When Hillary Khodari of Englewood learned she was expecting a baby girl, she knew she wanted to celebrate the birth with family and friends. “There is a tendency when you have a girl that you don’t know what to do, and that can be a negative,” said Khodari. “But you can take it as a positive to do whatever you want. People in general want to celebrate happy things and they are happy to celebrate with you.”
The Khodaris had a two-part celebration: a shalom bat (welcoming a girl) on the Friday after the baby was born, hosted by friends after Shabbos dinner, and a simchat bat (celebrating a girl) two months later. For the party, Khodari had a catered dairy brunch at Englewood’s Congregation Ahavath Torah on Sunday morning, complete with a magician to entertain the children. Both Hillary and her husband, Joey, talked about where the baby’s name came from and gave a dvar Torah.
A bris for a baby boy is always on the eighth day, health permitting, and a seudah follows. The only ritual required for a girl is to name her when the Torah is read, usually on the day closest to the birth.

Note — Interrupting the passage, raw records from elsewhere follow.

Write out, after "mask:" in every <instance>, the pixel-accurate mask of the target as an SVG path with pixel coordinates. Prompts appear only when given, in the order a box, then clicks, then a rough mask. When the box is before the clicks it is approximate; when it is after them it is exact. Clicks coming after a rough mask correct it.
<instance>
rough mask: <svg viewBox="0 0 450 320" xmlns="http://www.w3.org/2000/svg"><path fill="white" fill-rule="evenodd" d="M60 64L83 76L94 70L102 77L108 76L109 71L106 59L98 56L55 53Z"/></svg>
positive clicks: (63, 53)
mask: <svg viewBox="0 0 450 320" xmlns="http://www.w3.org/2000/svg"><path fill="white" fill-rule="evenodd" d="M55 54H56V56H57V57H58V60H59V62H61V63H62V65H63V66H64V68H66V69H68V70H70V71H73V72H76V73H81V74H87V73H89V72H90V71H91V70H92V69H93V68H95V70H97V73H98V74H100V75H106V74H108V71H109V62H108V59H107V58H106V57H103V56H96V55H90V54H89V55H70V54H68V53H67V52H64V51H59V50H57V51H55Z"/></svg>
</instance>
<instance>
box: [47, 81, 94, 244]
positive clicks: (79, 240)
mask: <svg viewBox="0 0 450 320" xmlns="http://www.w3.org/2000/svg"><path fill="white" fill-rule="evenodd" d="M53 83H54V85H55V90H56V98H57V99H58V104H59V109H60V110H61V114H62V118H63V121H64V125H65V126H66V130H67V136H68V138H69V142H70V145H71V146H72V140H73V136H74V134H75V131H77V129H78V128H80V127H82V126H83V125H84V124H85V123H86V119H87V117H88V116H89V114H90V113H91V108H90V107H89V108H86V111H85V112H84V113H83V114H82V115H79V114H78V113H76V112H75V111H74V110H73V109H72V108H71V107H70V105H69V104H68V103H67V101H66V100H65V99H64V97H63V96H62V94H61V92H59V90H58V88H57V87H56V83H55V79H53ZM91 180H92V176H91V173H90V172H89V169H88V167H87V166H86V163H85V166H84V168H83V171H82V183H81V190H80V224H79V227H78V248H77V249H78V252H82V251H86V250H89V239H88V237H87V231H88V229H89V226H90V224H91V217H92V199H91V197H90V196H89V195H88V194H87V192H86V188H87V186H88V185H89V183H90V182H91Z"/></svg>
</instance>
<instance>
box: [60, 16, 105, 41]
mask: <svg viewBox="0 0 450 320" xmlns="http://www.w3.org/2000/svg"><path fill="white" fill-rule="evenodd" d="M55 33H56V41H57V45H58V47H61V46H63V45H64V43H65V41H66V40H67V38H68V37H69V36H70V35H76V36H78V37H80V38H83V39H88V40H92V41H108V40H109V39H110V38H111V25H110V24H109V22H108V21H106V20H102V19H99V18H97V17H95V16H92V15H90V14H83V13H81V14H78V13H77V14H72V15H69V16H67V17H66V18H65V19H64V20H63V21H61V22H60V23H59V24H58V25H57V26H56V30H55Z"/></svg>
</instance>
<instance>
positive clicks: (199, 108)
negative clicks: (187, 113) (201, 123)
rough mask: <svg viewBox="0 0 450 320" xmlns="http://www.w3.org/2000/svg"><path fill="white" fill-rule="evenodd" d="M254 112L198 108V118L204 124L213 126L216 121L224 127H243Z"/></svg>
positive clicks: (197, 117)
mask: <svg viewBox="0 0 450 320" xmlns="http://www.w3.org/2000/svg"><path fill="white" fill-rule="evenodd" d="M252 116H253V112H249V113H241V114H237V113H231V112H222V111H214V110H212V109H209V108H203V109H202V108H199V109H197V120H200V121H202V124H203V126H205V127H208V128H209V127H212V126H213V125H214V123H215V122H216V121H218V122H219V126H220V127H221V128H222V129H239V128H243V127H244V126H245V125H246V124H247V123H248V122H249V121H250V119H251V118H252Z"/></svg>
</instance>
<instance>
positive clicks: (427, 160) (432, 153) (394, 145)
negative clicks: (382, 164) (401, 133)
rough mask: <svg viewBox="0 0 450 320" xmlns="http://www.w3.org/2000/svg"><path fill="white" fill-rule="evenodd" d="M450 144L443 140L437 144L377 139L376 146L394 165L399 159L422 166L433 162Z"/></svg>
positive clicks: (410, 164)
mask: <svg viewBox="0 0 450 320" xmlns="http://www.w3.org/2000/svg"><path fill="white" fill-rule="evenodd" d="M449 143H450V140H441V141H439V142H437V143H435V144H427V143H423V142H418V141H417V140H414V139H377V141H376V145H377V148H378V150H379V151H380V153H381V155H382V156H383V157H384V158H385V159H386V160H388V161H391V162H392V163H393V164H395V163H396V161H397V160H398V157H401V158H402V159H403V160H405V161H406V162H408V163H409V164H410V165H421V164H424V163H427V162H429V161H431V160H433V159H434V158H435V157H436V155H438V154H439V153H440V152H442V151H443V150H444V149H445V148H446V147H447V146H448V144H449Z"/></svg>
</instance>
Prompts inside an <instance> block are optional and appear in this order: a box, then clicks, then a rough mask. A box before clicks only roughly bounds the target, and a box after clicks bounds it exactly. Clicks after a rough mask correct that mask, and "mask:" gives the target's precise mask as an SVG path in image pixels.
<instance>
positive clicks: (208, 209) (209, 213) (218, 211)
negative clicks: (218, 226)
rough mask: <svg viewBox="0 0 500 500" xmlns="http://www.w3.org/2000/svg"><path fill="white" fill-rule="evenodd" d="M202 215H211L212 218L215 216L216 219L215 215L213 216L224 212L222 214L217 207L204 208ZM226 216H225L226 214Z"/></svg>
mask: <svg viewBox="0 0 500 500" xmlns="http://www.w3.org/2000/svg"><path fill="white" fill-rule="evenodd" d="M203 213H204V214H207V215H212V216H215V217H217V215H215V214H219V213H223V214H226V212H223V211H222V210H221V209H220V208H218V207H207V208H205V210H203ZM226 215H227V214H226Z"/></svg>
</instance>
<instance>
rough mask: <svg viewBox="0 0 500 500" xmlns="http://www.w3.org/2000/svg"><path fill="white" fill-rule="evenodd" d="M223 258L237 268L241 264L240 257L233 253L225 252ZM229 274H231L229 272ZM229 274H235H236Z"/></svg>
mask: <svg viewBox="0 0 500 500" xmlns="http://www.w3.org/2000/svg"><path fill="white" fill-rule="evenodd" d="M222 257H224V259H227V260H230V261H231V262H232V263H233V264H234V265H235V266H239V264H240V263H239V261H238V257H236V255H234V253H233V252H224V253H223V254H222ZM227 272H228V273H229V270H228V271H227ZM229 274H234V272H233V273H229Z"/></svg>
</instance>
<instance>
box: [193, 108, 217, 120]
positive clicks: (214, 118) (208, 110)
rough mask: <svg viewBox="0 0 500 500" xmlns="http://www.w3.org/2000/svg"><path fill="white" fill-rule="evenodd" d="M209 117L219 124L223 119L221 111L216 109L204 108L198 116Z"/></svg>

Rabbi Mordy Kuessous, assistant rabbi for the Benaroya Sephardic Center at Congregation Ahavath Torah in Englewood, said many people are now choosing to have a more formal ceremony in shul known as the Zeved Habat (gift of the girl) along with the naming when the Torah is read, on the day closest to the birth or on Shabbat morning. “It is an expression of gratitude for the delivery of a healthy child and an opportunity as a family to express it publicly,” he said. Prior to announcing the name, the rabbi and baal korei read pesukim from Shir Ha Shirim and the father has an aliyah.
Rabbi Chaim Poupko of Ahavath Torah said that the Zeved Habat began in the Sephardic community and has become popular in the Ashkenazi community as well. The practice gained more popularity in Orthodox Judaism when Rabbi Jonathan Sacks included the ceremony in the lifestyle section of the Hebrew-English edition of the Koren Siddur, which he edited, in 2009.
Rabbi Poupko said his parents made a Zeved Habat for his younger sister in 1983. When his daughter was born last year, he included the ceremony at her naming. “We did the naming as part of the Zeved Habat at the end of davening,” he said. “We put tunes to the prayers and it was very meaningful. For those who want to see women included more within the boundaries of halacha, this is a way to honor that interest.” A simchat bat party can also include readings from the Zeved Habat, he said. “It gives a party some spiritual and religious meaning to have the prayers recited.”
A kiddush in shul when both mother and baby can be there is another good way to celebrate. That’s what Aliza and Gary Liebman of Englewood did when their baby was two months old. The Liebmans named the baby on Shabbos, the day after she was born, but waited to make a kiddush until both mom and baby could also come to shul to celebrate.